ジャズというのはフリースタイルな音楽だと認識しているが、逆説めいて、そこにおいてはやはり勝敗というものは最初から決まっているように思える。勝敗があらかじめ決まっているか、ないしは最初から勝敗というものが無いと言ってもいい。

そして逆説めくが、形式をきっちり決めているはずのロックミュージック(あるいは単純な形式から成り立つブルース)には、そこに未確定なる勝敗というものがはっきりと存在しているように思う。つまり勝つか負けるかは、やってみないとわからないし、その結果ははっきりと出る。

 

もちろん、世の中においては名称と実質が異なることが時折あり、それゆえに、すべてのジャズにおいて勝敗があらかじめ決まっているわけではないし、またすべてのロックンロールにおいて勝敗が付けられるものでもない。

しかし、いずれにしてもロックンロールの本質は、勝つか負けるか、その勝敗の行方がわからないところにあるように思う。

そしてそれは、現在進行形においてそうだ。

 

これに関しては、いわゆるキリスト教の本質、ないしは霊、あるいは人にとっての信じるという行為と、
その対比として存在する自然崇拝、多神教やアニミズム、ないしは動植物や被造物が持つところの霊、生命と言い換えてもいいが、
それと似たような対比が、そこにあるかもしれない。

(そう思って、カントリーミュージックとか改めて聴いてみると、また面白そうだ。つまり、クリスチャンぽいカントリーの事である。)

別段にジャズが自然崇拝や多神教の音楽であるわけではないが、ジャズが「作用」の表現であるとすれば、そういったものに結びつきやすい性質は持っているかもしれない。
それは「意識」と「無意識」の対比として考えることも出来る。(秩序と無秩序、と言ってしまうとたぶん語弊がある。ジャズにも作用にも秩序があるからだ。)
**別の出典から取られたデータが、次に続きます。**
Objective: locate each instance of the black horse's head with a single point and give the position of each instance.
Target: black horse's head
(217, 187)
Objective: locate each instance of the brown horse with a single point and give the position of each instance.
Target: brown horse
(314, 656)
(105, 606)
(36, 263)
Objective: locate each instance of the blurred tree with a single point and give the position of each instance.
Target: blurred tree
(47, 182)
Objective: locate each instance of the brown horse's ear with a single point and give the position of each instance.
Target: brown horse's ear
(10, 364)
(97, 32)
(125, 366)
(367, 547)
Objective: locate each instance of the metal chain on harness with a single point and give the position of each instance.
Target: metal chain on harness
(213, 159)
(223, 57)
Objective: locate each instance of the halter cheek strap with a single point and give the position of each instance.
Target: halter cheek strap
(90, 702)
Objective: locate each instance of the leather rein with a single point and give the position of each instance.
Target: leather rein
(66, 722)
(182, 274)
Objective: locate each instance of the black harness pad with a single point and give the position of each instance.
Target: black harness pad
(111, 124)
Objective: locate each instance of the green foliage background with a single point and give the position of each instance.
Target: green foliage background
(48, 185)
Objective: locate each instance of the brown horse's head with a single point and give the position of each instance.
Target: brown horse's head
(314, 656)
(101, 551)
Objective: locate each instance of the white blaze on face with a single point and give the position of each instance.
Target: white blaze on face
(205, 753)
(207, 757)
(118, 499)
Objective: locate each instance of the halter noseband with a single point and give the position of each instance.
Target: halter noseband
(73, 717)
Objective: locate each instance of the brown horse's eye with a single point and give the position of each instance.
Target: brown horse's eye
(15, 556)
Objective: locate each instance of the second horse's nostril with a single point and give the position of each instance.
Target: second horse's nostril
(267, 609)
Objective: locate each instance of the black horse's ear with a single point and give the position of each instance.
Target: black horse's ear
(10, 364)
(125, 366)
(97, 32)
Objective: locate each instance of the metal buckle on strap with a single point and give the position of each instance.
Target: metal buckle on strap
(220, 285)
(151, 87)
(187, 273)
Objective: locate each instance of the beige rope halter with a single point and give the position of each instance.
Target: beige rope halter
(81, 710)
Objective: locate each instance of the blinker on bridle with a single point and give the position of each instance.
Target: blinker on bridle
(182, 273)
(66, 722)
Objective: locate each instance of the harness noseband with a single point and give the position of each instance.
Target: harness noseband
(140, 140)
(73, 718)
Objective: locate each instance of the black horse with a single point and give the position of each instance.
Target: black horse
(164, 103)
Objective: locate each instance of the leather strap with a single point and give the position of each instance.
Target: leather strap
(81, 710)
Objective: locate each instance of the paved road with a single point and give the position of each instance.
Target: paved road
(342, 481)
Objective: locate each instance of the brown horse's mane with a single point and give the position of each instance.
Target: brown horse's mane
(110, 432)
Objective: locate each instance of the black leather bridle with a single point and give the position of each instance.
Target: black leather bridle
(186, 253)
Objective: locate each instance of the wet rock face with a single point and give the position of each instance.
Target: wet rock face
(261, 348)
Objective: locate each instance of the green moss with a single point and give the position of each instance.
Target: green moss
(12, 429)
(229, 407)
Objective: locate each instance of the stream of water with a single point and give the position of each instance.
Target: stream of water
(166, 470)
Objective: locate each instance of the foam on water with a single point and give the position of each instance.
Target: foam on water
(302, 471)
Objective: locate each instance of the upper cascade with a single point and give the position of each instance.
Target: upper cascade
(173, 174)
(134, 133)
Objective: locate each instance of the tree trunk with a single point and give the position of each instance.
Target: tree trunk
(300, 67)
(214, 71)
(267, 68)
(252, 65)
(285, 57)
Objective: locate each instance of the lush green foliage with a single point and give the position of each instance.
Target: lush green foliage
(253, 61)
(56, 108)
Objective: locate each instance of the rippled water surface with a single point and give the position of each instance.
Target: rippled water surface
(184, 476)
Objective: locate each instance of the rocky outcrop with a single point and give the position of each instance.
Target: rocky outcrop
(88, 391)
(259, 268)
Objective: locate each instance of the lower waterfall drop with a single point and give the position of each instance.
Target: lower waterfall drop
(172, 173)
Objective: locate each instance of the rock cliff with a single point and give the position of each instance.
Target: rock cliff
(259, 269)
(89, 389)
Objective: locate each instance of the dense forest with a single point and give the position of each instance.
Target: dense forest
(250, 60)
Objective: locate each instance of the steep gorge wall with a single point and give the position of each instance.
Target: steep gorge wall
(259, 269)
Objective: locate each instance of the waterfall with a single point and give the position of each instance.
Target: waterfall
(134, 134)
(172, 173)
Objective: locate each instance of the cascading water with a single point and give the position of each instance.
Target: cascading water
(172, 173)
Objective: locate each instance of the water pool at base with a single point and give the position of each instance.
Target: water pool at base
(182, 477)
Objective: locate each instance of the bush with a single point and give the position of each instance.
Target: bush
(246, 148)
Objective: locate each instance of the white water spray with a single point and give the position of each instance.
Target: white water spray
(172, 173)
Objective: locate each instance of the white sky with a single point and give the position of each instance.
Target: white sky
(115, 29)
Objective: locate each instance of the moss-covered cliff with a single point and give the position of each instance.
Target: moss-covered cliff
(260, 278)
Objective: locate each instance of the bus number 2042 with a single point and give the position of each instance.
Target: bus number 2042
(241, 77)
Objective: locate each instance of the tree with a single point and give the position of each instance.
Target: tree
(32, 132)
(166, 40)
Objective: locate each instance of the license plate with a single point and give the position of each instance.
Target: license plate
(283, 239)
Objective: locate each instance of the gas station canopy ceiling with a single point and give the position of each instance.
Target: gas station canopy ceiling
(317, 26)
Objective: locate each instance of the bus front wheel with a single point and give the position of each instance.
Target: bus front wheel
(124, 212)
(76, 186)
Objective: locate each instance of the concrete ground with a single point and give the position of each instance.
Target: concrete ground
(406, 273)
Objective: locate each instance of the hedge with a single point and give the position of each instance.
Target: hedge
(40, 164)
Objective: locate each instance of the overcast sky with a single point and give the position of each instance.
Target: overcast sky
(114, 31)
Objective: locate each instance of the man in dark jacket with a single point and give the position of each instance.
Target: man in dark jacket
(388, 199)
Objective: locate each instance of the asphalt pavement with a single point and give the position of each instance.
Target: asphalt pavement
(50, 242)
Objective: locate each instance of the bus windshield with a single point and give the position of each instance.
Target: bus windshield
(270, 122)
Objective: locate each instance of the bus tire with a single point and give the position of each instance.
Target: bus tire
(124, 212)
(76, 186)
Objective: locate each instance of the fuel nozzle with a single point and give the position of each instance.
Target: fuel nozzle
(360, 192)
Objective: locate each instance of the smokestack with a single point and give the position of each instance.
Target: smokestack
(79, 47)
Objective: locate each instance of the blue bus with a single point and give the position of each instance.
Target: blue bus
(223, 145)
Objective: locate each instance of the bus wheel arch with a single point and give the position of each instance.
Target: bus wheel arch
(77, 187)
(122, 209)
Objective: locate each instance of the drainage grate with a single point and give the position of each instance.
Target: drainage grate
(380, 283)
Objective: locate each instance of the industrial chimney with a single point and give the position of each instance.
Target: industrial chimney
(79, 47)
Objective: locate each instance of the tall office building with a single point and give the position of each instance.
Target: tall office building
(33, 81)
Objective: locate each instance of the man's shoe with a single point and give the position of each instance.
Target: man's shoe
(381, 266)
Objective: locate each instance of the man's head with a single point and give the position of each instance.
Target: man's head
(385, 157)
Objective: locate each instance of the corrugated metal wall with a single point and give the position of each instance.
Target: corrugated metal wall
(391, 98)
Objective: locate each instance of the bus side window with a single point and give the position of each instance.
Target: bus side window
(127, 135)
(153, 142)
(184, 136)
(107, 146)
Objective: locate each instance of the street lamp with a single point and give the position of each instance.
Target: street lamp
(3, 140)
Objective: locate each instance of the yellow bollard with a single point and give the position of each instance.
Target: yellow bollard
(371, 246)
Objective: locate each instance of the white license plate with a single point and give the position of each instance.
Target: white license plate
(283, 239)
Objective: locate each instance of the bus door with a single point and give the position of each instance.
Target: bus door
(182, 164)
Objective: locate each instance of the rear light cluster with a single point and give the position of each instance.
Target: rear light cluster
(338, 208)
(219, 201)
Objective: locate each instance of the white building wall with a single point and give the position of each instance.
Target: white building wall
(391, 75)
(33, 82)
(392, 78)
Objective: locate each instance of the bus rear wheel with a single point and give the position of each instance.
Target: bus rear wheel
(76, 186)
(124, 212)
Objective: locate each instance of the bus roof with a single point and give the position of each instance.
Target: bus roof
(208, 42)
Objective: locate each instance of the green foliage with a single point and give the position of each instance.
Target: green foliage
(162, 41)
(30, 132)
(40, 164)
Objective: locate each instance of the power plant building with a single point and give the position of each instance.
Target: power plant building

ブルーズはたぶん「無意識」の中から「形」を取り出し、その「無意識」の向こうにある本質にたどり着くための試みだ。逆説になるが、そのために一度「形式」を取り出し、その上で「無意識」にまで高める必要がある。
(さらに逆説になるが、優れたジャズミュージシャンは「作用」の中にあってこれが出来るのではなかろうか。と、書いた時点でやはり僕はジャズがわかっていないことがバレてしまっている、笑)

ではなぜ「形式」を「無意識」になるまで繰り返すのかというと、それは人が本来持つ「罪」(原罪)というものに立ち向かうためだろう。

ブルースミュージシャンが単純な進行を繰り返すのはたぶんそういう意味であり、
またハードロックやヘヴィメタルのミュージシャンがリフを繰り返すのもたぶんそういう意味だ。
逆説めくが、「リフ」という言葉も元来はジャズから来たものだとどこかで読んだことがある。

こうして考えてみればみるほど、「果たして、これは勝てるかな」と、勝負の行方は不透明に思えてくる。
少なくとも僕はそう感じてしまう。
皆さんはどうだろうか。

 

信仰というのは、きっと多分に「勝負」であり、
またそれは勝敗がわからない勝負である。
あるいは、勝負というのは勝敗がわからないから面白い。

(勝敗が最初からわかっているやつを新興宗教、ないしはインチキと呼ぶ)

そしてやはり逆説になってしまうのだけれど、聖書には「私はすでに世に勝利した」と書かれているのであった。

 

たぶん僕は勝負をしたい人間なのだと思うが、大人げないので黙っておこうと思う。